V VIDYALAYA · Soutien scolaire
SVT1reVariation genetique et santeFiche de cours

Cancers : origine génétique

Le cancer est une maladie génétique somatique : des mutations accumulées dérèglent le contrôle de la division cellulaire.
1 L'idée

Un cancer résulte d'une prolifération cellulaire incontrôlée causée par des mutations dans des gènes qui régulent le cycle cellulaire. Deux grandes catégories de gènes sont visées : ceux qui accélèrent la division (proto-oncogènes) et ceux qui la freinent (gènes suppresseurs de tumeur). La transformation d'une cellule normale en cellule cancéreuse est un processus progressif et multi-étapes : il faut l'accumulation de plusieurs mutations dans une même lignée cellulaire.

Ces mutations sont le plus souvent somatiques (acquises au cours de la vie, non transmises) et peuvent être induites par des facteurs endogènes (erreurs de réplication de l'ADN) ou exogènes (agents mutagènes : UV, tabac, virus oncogènes, radiations ionisantes).

2 Définitions clés
Mutation
\(\text{Modification permanente de la séquence nucléotidique de l'ADN (substitution, délétion, insertion).}\)
Proto-oncogène
\(\text{Gène normal stimulant la division cellulaire de façon régulée. Présent dans toutes les cellules.}\)
Oncogène
\(\text{Forme mutée d'un proto-oncogène — stimulation permanente et excessive de la division (gain de fonction).}\)
Gène suppresseur
\(\text{Gène freinant la division ou déclenchant l'apoptose (ex. TP53). Perte de fonction si les 2 allèles sont mutés.}\)
Métastase
\(\text{Cellule tumorale migrant via le sang ou la lymphe pour former une tumeur secondaire à distance.}\)
3 Exemples concrets
Oncogène RAS (cancer colorectal)
Le gène RAS code une protéine de signalisation (GTPase) transmettant le signal de division de façon transitoire.
Une substitution au codon 12 (GGT → GTT) modifie un acide aminé : la protéine Ras ne peut plus hydrolyser le GTP et reste bloquée en conformation active — signal de division permanent.
Effet dominant : un seul allèle muté suffit à dérégler la cellule.
Gène suppresseur TP53
La protéine p53 est le «gardien du génome» : elle bloque le cycle cellulaire face aux dommages à l'ADN et peut déclencher l'apoptose si les dommages sont irréparables.
L'inactivation des deux allèles de TP53 supprime ce frein — les cellules mutées ne sont plus éliminées et accumulent de nouvelles mutations.
Muté dans environ 50 % des cancers humains. Effet récessif (perte de fonction biallélique nécessaire).
4 Mutations somatiques et germinales

Mutations somatiques (~90–95 % des cancers) : surviennent dans une cellule du corps après la fécondation, sous l'effet de mutagènes ou d'erreurs de réplication. Elles ne sont pas transmises aux enfants. Le cancer est alors dit sporadique.

Mutations germinales prédisposantes (~5–10 % des cancers) : présentes dans toutes les cellules dès la conception (héritées d'un parent). Elles augmentent fortement le risque mais ne déclenchent pas seules un cancer — d'autres mutations somatiques restent nécessaires.
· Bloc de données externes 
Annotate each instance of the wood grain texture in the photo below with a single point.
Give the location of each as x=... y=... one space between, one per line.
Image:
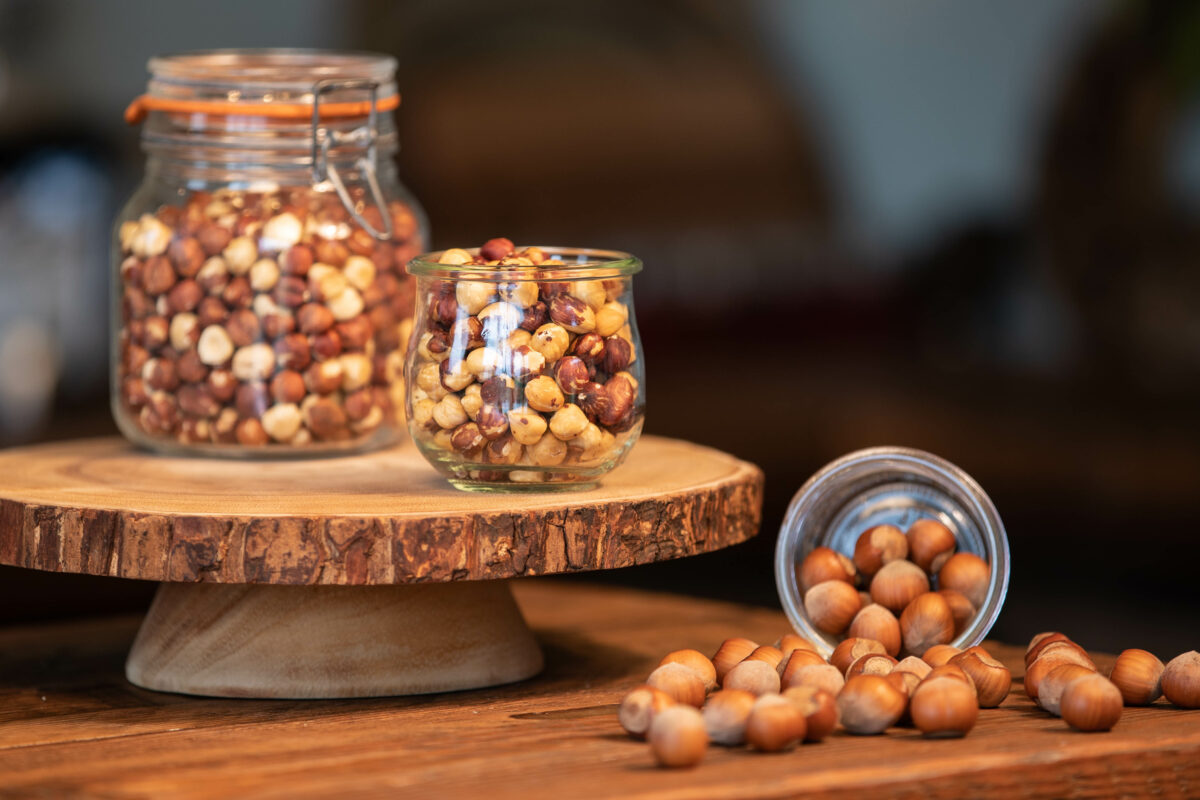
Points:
x=322 y=642
x=102 y=507
x=71 y=727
Exemple : mutations des gènes BRCA1 ou BRCA2, prédisposant au cancer du sein et de l'ovaire.

Méthode — analyser l'origine génétique d'un cancer
  • Identifier le gène concerné et sa fonction normale (proto-oncogène : accélérateur ; gène suppresseur : frein).
  • Préciser le type de mutation (substitution, délétion, insertion) et son effet sur la protéine (gain ou perte de fonction).
  • Déterminer l'effet allélique : dominant (un allèle muté suffit → oncogène) ou récessif (deux allèles mutés nécessaires → gène suppresseur).
  • Préciser l'origine : mutation somatique (non héréditaire, acquise) ou germinale (héritée, prédisposante).
  • Conclure : perte du contrôle du cycle cellulaire → prolifération incontrôlée → tumeur.
Erreurs fréquentes
  • Un proto-oncogène n'est pas un gène anormal : c'est un gène normal présent dans toutes les cellules.
  • La grande majorité des cancers ne sont PAS héréditaires : les mutations sont somatiques et non transmises.
  • Un oncogène est dominant (un allèle suffit) ; un gène suppresseur est récessif (il faut inactiver les deux allèles).
  • Une seule mutation ne provoque pas un cancer : la cancérogenèse est multi-étapes et nécessite l'accumulation de plusieurs mutations.
  • Prédisposition génétique ≠ fatalité : une mutation germinale BRCA1 augmente le risque sans le rendre certain.